Automating knowledge extraction has a number of direct monetary advantages. It reduces expensive handbook errors, permits firms to seize early fee reductions on invoices, eliminates late fee charges, and allows companies to deal with a a lot greater quantity of paperwork with out growing headcount.
Is unstructured knowledge extraction scalable for giant datasets?
Sure, unstructured knowledge extraction can successfully scale to deal with giant datasets when carried out with the best applied sciences. Fashionable AI-based extraction methods use deep studying fashions (CNNs, RNNs, transformers) that course of huge quantities of advanced knowledge effectively.
Scalability is additional enhanced by means of cloud computing platforms like AWS and Google Cloud, which offer elastic assets that develop together with your wants. Large knowledge frameworks corresponding to Apache Spark distribute processing throughout machine clusters, whereas parallel processing capabilities allow simultaneous knowledge dealing with.

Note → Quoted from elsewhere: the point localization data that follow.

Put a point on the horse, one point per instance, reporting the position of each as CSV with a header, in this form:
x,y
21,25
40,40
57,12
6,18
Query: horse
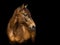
x,y
21,26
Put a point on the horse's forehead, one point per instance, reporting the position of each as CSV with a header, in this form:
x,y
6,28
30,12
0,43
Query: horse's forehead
x,y
27,11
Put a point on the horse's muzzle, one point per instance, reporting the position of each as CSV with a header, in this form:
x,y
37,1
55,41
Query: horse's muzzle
x,y
33,28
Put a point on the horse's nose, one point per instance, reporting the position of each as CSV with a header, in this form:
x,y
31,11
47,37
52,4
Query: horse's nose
x,y
33,27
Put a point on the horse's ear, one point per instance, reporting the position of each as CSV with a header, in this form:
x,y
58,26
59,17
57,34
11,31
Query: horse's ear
x,y
22,6
26,6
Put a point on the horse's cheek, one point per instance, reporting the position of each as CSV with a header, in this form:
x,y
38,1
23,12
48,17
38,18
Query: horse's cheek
x,y
26,35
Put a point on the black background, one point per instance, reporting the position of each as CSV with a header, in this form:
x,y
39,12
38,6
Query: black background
x,y
39,11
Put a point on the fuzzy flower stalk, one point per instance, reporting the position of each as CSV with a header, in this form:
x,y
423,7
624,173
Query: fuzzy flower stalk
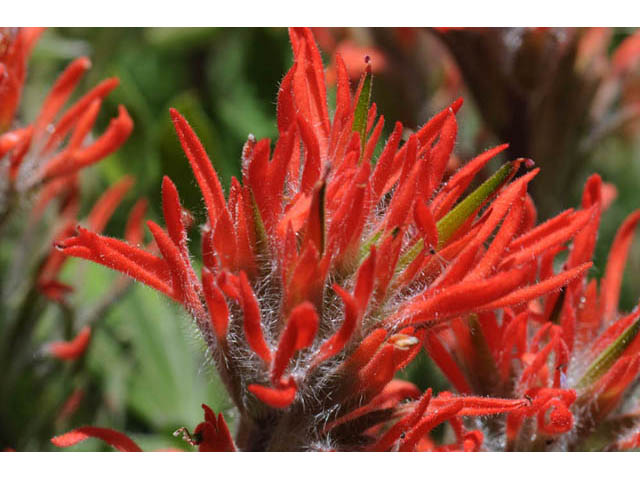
x,y
326,271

Organizations can enhance efficiency by implementing batch processing for giant volumes, utilizing pre-trained fashions to scale back computational prices, and adopting incremental studying approaches. With correct infrastructure and optimization methods, these methods can effectively course of terabytes and even petabytes of unstructured knowledge.
Do I would like a staff of builders to begin automating knowledge extraction from unstructured paperwork?
No. Whereas builders can use APIs to construct customized options, trendy platforms are designed with no-code interfaces. This enables enterprise customers to arrange automated workflows, use pre-trained fashions for widespread paperwork like invoices, and combine with different enterprise software program with out writing any code.